The current study was designed to determine whether early, lifetime or recent alcohol consumption was associated with breast cancer risk, and whether the risk varied by type of drink. The study included 1,728 newly-diagnosed breast cancer patients and 435 controls 20 to 49 years of age. Intake of alcoholic during the 5-year period before breast cancer diagnosis was found to be associated with increased risk of breast cancer. Consuming at least two alcoholic drinks per day during this 5-year period was associated with an 82% increase in breast cancer risk compared to those who had never been drinkers (OR = 1.82, 95% CI = 1.01–3.28). No increase in risk was found for alcohol intake at ages 15 to 20 years or for lifetime alcohol intake. Risk also did not vary by type of alcoholic drink consumed. The authors conclude that recent alcohol consumption may be associated with increased breast cancer risk in young women.

The current study was designed to determine whether the risk of breast cancer associated with hormone replacement therapy use is increased by alcohol consumption. Both alcohol and postmenopausal hormone use are well-established risk factors for breast cancer. The study included 5,035 postmenopausal women in the Copenhagen City Heart Study. The women were questioned regarding their alcohol intake and hormone use at baseline during 1981 to 1983. They were followed until 2002 in the Danish cancer registry, with lower than one percent loss to follow-up. During the follow-up period, 267 women developed invasive breast cancer. Alcohol consumption was found to be associated with a small increase in risk of breast cancer (hazard ratio = 1.11 per drink/day, 95% CI: 0.99-1.25). Women who used hormone replacement also were found to have an enhanced risk of breast cancer (HR = 2.00, 95% CI: 1.52-2.61) compared to those who did not use hormones. The study found a strong interaction between these two factors - those who consumed more than two drinks per day and also took hormones had a risk of 4.74 (95% CI: 2.61-8.59) for breast cancer compared to those who neither drank nor took hormones. Alcohol was not found to be associated with breast cancer among women who did not use hormones (HR = 0.98 per drink/day, 95% CI: 0.82-1.78).
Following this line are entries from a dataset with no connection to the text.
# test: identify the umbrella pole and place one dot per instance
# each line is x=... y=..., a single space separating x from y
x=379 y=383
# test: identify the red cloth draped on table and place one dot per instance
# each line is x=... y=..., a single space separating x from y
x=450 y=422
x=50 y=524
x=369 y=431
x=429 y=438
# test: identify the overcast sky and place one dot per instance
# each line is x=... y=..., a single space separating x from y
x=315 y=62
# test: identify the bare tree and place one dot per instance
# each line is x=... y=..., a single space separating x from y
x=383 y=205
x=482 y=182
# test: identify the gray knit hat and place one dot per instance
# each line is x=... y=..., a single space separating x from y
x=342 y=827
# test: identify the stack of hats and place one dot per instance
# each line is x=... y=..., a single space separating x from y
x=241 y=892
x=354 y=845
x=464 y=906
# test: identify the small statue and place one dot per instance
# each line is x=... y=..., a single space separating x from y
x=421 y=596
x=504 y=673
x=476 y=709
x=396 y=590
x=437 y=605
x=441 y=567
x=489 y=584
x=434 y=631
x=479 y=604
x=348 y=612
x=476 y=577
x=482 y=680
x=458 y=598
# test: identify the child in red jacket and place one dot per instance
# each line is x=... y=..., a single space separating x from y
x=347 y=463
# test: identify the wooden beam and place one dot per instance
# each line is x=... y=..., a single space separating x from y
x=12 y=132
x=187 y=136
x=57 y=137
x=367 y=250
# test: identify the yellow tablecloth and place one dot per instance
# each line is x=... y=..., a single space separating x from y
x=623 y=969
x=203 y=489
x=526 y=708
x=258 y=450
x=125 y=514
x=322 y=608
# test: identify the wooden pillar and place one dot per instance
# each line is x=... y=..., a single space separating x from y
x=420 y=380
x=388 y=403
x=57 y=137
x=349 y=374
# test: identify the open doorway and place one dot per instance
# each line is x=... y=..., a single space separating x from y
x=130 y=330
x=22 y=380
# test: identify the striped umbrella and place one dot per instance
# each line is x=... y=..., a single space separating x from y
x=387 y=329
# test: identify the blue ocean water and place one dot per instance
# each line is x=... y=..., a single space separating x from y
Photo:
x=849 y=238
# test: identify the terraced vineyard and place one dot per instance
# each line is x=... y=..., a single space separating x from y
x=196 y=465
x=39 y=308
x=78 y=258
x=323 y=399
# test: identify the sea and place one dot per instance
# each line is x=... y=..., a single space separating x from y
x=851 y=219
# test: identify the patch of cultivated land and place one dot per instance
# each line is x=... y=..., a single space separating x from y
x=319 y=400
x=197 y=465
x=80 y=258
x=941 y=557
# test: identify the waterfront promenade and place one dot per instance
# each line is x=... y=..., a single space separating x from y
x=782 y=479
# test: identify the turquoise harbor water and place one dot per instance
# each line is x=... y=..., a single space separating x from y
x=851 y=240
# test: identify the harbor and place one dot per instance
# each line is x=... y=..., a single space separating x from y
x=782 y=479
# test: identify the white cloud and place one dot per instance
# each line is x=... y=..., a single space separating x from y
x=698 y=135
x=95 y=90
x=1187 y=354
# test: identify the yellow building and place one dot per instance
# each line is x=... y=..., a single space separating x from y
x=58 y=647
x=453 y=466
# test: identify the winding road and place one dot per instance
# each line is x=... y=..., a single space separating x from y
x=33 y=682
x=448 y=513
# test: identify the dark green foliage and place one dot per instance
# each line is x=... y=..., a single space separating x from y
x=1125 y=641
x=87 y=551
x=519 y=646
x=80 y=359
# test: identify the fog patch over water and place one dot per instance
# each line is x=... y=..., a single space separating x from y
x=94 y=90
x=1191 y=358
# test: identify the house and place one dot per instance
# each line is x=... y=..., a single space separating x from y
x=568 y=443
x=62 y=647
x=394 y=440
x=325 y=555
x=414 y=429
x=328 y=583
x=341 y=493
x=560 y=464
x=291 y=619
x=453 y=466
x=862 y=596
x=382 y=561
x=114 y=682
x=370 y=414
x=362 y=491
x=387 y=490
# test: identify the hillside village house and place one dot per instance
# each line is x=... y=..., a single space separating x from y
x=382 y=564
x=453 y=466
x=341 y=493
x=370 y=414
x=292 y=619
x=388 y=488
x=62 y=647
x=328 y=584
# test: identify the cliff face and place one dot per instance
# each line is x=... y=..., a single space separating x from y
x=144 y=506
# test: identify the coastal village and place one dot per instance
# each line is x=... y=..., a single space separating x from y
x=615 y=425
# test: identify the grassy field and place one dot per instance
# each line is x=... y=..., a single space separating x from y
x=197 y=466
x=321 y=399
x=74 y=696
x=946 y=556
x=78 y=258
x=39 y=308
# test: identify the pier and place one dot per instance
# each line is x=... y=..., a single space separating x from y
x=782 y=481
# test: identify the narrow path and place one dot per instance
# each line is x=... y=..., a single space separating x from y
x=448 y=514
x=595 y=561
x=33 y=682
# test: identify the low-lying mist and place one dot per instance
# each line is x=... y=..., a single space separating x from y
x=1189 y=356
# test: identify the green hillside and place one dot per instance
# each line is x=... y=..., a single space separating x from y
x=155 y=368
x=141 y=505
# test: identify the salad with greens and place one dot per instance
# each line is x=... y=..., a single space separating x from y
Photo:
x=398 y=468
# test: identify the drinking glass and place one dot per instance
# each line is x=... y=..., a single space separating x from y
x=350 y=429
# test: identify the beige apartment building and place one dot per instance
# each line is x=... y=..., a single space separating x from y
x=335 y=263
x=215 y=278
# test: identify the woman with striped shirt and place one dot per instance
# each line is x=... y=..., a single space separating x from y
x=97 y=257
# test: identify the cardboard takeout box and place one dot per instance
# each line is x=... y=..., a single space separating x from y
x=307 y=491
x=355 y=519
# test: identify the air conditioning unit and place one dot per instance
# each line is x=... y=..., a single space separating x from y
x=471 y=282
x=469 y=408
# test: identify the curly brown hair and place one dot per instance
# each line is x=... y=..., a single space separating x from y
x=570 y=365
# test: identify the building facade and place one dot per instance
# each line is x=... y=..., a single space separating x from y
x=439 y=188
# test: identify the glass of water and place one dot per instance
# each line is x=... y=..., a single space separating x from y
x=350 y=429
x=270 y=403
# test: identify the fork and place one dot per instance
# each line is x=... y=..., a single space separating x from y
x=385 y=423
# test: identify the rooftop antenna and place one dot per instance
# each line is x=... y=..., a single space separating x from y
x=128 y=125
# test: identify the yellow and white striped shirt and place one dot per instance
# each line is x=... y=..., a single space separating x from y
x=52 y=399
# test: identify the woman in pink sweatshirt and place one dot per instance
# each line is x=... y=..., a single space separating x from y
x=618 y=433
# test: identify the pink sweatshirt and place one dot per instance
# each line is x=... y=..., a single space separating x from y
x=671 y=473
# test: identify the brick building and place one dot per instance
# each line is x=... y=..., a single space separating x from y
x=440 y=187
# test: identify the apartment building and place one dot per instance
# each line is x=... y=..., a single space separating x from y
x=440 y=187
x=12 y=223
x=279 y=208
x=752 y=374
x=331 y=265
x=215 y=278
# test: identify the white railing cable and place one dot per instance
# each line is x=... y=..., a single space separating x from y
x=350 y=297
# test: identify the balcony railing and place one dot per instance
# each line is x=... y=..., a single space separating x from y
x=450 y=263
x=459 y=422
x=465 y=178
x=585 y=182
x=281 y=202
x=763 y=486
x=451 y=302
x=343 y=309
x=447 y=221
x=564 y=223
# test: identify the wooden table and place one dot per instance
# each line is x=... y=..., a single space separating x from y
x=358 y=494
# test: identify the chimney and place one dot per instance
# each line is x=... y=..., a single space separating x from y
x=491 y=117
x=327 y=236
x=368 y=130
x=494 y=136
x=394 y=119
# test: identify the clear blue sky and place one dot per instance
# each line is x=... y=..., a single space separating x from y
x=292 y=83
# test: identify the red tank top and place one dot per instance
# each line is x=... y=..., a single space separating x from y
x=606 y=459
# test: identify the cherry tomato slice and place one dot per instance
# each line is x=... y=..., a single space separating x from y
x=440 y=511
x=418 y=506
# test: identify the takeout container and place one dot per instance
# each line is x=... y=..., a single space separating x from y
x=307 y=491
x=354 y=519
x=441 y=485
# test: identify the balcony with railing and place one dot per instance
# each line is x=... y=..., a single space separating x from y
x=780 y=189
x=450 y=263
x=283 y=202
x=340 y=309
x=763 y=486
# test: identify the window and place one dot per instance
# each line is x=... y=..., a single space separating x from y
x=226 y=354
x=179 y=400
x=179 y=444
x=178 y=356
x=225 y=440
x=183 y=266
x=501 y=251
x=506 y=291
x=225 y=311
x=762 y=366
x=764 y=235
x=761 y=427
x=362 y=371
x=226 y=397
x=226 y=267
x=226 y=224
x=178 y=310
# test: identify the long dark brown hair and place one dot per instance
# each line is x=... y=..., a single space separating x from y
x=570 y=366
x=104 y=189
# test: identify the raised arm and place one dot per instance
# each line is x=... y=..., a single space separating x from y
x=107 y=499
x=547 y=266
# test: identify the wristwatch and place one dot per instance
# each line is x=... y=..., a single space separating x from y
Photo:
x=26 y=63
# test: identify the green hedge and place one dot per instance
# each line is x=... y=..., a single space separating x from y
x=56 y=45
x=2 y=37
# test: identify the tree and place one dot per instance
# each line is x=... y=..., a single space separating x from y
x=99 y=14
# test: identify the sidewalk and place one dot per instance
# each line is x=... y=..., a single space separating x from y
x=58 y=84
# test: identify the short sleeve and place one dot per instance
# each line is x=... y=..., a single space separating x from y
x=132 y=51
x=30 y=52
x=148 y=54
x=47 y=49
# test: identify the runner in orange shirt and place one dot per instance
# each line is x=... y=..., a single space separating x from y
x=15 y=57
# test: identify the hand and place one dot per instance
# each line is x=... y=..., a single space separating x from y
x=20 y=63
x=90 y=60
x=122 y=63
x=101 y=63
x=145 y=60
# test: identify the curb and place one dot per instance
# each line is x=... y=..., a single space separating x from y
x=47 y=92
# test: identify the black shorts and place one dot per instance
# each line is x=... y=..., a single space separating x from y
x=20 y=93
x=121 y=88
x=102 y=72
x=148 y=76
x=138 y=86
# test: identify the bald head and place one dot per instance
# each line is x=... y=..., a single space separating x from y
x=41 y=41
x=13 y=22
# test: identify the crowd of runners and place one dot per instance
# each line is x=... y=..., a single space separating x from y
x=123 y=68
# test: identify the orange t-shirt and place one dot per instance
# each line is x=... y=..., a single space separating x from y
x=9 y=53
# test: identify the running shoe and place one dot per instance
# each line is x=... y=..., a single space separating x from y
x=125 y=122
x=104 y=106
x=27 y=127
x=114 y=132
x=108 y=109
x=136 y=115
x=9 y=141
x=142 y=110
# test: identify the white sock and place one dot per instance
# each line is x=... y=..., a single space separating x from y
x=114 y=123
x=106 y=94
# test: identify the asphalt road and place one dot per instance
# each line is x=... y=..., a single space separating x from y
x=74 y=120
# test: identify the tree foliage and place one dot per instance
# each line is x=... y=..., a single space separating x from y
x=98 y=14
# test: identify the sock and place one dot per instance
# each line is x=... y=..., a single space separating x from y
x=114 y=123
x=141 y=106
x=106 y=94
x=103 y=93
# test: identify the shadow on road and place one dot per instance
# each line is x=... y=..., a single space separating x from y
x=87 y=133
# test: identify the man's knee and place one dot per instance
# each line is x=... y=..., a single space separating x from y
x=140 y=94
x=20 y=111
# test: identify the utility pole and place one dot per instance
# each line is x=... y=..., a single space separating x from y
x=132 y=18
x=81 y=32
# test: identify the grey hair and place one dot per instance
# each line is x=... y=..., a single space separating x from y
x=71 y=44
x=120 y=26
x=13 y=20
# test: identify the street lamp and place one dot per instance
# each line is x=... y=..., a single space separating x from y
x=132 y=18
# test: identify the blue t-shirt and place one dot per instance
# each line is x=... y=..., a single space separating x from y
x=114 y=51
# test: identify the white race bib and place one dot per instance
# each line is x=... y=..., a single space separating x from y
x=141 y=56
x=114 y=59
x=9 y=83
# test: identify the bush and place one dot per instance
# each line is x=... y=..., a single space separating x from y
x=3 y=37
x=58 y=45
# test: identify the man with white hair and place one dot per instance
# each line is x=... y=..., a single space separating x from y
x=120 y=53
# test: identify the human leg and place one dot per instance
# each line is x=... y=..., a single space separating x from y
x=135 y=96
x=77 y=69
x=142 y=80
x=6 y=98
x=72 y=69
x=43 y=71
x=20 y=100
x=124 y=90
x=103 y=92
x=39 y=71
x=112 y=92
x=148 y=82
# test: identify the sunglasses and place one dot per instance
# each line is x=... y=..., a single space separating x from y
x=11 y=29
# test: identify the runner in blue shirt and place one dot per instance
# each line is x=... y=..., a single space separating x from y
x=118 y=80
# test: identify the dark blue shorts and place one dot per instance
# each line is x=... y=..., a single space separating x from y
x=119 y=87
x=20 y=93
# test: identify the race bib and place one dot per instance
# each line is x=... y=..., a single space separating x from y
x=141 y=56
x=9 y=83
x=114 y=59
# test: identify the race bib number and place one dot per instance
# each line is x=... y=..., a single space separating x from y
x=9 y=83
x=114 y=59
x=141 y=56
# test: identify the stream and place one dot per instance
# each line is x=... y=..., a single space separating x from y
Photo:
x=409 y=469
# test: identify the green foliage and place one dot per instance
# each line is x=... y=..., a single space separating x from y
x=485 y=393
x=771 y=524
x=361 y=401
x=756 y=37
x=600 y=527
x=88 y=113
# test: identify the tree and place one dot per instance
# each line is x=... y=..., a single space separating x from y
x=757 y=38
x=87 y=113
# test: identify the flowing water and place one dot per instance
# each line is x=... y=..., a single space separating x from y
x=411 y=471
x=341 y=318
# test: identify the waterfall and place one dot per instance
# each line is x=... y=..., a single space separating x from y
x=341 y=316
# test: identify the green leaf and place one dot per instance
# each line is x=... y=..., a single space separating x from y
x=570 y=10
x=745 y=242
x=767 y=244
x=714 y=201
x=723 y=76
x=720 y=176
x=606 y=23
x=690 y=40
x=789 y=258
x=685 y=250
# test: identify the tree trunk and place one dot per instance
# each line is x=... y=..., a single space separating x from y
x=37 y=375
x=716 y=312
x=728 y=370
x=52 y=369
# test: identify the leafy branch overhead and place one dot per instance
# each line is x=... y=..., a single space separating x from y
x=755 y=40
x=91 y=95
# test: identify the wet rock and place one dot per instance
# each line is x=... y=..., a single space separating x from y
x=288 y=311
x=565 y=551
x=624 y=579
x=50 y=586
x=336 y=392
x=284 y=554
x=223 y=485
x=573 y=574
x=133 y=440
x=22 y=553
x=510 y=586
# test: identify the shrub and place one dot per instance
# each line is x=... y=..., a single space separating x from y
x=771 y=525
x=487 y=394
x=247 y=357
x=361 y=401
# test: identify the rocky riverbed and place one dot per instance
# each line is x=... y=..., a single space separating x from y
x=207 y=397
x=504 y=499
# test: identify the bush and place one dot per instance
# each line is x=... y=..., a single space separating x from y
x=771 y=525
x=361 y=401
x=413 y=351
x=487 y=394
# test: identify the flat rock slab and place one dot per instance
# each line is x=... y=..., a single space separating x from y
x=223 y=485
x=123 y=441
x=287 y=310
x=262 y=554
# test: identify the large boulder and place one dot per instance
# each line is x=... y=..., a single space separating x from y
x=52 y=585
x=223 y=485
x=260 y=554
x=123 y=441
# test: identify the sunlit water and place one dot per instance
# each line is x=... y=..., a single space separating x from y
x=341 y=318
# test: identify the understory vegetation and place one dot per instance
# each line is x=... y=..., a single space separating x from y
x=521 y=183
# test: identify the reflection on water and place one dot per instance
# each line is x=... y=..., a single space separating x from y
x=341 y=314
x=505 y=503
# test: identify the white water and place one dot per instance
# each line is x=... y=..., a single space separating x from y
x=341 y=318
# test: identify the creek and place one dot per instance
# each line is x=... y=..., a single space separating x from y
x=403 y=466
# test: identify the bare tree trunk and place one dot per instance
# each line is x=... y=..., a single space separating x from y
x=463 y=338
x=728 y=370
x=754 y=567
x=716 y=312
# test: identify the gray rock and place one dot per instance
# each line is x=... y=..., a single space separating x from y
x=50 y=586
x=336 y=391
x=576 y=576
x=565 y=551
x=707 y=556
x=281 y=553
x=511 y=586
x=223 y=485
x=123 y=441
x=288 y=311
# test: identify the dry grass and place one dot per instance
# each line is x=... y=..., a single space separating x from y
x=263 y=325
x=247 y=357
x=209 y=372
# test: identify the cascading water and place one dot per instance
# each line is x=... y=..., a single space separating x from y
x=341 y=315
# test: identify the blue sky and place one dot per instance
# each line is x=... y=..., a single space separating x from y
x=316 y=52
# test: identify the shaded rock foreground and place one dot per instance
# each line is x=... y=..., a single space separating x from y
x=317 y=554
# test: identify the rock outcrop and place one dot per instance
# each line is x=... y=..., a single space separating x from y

The current case-control study was designed to examine the relationship between alcohol consumption and the risk of the most hormonally-responsive breast cancer types (i.e., lobular or hormone receptor positive breast cancers). The study included 975 women 65 to 79 years of age diagnosed with invasive breast cancer during 1997–1999 in Washington State, as well as 1,007 controls. Ever-use of alcohol over the past 20 years was found to be associated with a 1.3-fold [95% confidence interval (CI), 1.0–1.5] increased risk of breast cancer, although this increase was mostly accounted for by women who drank at least 30.0 g per day of alcohol [OR, 1.7; CI: 1.1–2.6]. Ever-use of alcohol also was found to be associated with a 1.8-fold (CI: 1.3–2.5) increased risk of lobular cancer compared to a 1.2-fold (CI: 0.9–1.4) increased risk of ductal cancer. Ever-users of alcohol had an increase in risk of ER+/PR+ tumors (OR, 1.3; CI: 1.1–1.7), but no impact was observed for their risks of ER-/PR- or ER+/PR- breast cancer. The authors conclude that alcohol use appears to be more strongly associated with lobular and hormone receptor-positive cancers than it is with other types of breast cancer.